Маркс оставался у Энгельса до декабря, а потом тайком вернулся на Дин-стрит, где заперся в квартире, опасаясь наткнуться на доктора или коллекторов {32}. Это добровольное заключение закончилось, когда Женни получила 150 фунтов, свою часть дядиного наследства. Маркс не успел найти другую квартиру, поэтому, когда Имандт вернулся в Камбервелл, Женни и дети крайне неохотно вернулись туда же, на Дин-стрит {33}, и Маркс расплатился со всеми «враждебными силами», которые буквально взяли дом в осаду, как только заметили прибытие семьи {34}.
Кроме того, их ждал Пипер. Пока они были в отъезде, несчастный влюбленный открыл для себя музыку Вагнера, который приезжал в Лондон чуть раньше в этом же году {35}, и Пипер решил, что сможет поднять упавший дух семьи, исполнив несколько вещиц композитора. Маркс рассказывал Энгельсу, что был в ужасе от этой «музыки будущего» {36}. Но если попытка Пипера взбодрить семью с помощью музыки не удалась, то сам он был отличным тонизирующим средством. Эти первые недели в Лондоне и первое Рождество без Полковника Муша были бы гораздо тоскливее, если бы не эскапады Пипера.
Однажды, когда он давал урок девочкам, ему пришла записка. Незнакомая рука, написавшая приглашение на рандеву, явно была женской, и это обстоятельство буквально довело Пипера до исступления. Он показал записку Женни, и она сразу узнала почерк Элеонориной няньки-ирландки. Ее вряд ли можно было назвать женщиной мечты Пипера, и вся семья дружно веселилась на этот счет. Однако, джентльмен до мозга костей, Пипер на свидание пошел, видимо, не желая разочаровывать леди {37}.

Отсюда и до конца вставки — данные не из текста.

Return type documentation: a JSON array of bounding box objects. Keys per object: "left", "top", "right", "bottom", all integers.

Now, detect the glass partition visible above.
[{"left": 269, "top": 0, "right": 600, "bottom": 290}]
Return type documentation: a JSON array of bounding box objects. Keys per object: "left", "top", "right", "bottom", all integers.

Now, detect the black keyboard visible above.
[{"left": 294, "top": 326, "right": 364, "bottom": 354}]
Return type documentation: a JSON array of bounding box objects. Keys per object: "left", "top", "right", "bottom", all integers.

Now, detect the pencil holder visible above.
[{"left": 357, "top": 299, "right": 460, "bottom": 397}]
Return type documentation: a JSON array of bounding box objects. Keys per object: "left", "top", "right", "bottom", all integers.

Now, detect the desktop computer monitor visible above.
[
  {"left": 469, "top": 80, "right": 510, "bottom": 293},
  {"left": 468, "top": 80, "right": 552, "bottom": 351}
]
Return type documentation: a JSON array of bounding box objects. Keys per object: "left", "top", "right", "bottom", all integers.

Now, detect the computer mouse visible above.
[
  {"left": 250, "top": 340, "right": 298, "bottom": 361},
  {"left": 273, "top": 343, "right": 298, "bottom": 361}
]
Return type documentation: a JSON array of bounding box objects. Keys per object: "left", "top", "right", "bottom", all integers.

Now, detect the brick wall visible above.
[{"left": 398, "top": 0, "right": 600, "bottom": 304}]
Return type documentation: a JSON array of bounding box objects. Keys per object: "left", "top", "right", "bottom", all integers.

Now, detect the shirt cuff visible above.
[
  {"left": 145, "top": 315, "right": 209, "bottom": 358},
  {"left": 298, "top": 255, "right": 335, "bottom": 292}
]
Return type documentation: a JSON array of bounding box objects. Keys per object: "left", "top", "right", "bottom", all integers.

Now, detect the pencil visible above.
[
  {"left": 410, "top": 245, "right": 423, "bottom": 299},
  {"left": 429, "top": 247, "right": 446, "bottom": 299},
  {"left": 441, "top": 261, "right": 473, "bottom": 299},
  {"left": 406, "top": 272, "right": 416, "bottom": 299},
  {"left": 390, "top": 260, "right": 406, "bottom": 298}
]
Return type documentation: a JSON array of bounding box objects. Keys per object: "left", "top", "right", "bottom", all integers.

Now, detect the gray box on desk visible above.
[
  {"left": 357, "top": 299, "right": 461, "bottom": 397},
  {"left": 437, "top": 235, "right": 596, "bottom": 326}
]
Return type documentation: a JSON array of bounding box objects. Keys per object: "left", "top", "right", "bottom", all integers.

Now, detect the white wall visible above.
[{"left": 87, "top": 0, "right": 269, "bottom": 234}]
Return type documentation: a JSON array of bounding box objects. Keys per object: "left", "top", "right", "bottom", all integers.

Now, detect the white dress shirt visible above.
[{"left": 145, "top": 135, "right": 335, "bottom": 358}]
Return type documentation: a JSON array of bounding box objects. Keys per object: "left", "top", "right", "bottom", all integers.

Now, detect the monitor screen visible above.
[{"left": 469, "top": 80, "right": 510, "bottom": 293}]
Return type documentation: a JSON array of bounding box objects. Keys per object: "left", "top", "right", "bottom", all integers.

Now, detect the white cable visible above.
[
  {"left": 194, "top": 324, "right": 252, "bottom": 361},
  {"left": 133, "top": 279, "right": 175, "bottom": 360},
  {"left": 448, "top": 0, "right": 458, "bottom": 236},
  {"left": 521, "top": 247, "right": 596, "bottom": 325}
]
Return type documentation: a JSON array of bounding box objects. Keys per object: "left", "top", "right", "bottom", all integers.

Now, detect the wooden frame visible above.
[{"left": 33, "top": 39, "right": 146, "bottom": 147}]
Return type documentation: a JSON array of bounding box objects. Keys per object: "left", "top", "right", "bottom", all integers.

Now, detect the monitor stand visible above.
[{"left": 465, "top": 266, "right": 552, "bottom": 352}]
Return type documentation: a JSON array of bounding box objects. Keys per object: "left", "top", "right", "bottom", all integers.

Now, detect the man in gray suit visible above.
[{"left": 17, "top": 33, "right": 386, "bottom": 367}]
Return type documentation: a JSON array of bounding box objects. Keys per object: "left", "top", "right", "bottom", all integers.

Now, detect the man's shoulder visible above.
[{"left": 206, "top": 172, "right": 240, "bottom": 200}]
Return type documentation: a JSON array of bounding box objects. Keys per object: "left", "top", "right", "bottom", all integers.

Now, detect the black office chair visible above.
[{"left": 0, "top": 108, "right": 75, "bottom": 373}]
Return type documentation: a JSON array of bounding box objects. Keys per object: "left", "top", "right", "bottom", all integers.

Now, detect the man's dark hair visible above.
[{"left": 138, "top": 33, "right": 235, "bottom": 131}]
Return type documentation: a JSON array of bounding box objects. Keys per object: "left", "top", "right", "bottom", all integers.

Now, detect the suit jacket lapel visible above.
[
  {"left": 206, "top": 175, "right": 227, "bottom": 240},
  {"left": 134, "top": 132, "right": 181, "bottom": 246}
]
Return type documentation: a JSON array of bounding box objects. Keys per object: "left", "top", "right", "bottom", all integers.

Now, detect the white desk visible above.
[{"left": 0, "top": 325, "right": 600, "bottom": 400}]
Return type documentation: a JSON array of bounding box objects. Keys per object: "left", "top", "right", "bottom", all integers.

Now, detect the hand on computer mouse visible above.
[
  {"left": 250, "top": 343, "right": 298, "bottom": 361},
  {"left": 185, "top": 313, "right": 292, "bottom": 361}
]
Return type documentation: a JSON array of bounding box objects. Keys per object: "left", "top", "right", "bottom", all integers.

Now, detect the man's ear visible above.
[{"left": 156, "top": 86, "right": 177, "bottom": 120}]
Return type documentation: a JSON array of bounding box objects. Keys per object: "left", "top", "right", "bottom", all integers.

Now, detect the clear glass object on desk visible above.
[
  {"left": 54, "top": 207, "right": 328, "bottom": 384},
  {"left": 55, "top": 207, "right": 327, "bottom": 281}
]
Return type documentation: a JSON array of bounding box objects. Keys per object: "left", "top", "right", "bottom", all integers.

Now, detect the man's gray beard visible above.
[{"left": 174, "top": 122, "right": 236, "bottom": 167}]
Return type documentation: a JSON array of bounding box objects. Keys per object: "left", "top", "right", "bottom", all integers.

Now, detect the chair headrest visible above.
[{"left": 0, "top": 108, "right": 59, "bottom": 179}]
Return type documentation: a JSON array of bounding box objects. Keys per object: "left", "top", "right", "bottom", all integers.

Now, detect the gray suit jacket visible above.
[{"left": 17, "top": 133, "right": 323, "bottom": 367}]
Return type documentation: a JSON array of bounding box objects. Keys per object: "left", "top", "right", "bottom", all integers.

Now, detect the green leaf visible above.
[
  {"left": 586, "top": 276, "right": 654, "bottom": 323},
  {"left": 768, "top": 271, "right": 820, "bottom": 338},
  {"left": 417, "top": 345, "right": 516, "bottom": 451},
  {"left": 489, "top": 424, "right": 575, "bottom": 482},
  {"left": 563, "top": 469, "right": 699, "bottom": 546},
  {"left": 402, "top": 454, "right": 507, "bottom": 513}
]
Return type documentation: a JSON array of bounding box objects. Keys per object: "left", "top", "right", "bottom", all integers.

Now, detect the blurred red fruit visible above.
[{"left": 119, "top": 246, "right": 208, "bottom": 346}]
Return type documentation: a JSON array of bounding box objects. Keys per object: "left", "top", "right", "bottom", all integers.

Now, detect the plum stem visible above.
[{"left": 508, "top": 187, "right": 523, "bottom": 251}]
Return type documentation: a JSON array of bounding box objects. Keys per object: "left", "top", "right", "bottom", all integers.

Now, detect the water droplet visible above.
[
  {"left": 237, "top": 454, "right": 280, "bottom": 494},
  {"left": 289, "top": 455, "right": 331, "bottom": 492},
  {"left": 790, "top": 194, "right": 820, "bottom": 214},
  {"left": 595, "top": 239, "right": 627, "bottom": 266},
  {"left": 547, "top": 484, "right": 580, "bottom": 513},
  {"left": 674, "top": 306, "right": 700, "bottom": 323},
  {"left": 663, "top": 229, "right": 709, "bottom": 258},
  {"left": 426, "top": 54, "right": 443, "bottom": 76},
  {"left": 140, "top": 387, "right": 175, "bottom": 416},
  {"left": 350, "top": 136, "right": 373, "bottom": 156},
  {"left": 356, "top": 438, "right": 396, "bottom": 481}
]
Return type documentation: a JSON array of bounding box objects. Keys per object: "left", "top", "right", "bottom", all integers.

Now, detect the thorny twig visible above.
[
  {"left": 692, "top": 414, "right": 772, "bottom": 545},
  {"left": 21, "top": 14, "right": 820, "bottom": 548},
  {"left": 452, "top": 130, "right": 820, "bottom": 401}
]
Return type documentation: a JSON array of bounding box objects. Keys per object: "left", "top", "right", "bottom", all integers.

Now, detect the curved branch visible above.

На самом деле за прошедший печальный год Пипер стал более практичным и разумным человеком. Человек, которого Женни называла «Байрон из Сохо» {38}, пришел к заключению, что по-настоящему счастлив он может быть, только если найдет жену с достаточным количеством денег, чтобы преодолеть трудные времена. Держа в голове эту мысль, он отправился соблазнять дочь зеленщика, которую Маркс называл «сальная свеча в зеленых очках… без грамма мяса на костях». Она уже давно была влюблена в Пипера, поэтому он без обиняков отправился к зеленщику, объявил, что любит его дочь, и потребовал кредит для обеспечения своих насущных потребностей и того славного будущего, которое он, без сомнения, ей обеспечит. Он попросил у будущего тестя для начала 20–40 фунтов и заверил, что женится на его дочери в благоприятный момент {39}.
Ответ от зеленщика пришел в письменной форме, на адрес «Дин-стрит, 28»: он запретил Пиперу когда-либо появляться на пороге его дома. Затем в квартире Маркса появилась тощая молодая леди и предложила Пиперу бежать вместе. Однако Пипер был не настолько заинтересован в костлявой фройляйн, тем более что сама она была бедна, поэтому роман быстро сошел на нет {40}. Тем не менее Женнихен и Лауру очень позабавила эта романтическая комедия, разыгравшаяся в их квартире. Женнихен называла Пипера «Бенедикт — женатый человек» из шекспировской пьесы «Много шума из ничего», пока Лаура, которой исполнилось 10, не поправила ее, сказав, что Бенедикт был остроумен, а Пипер — просто клоун, причем клоун без гроша в кармане {41}.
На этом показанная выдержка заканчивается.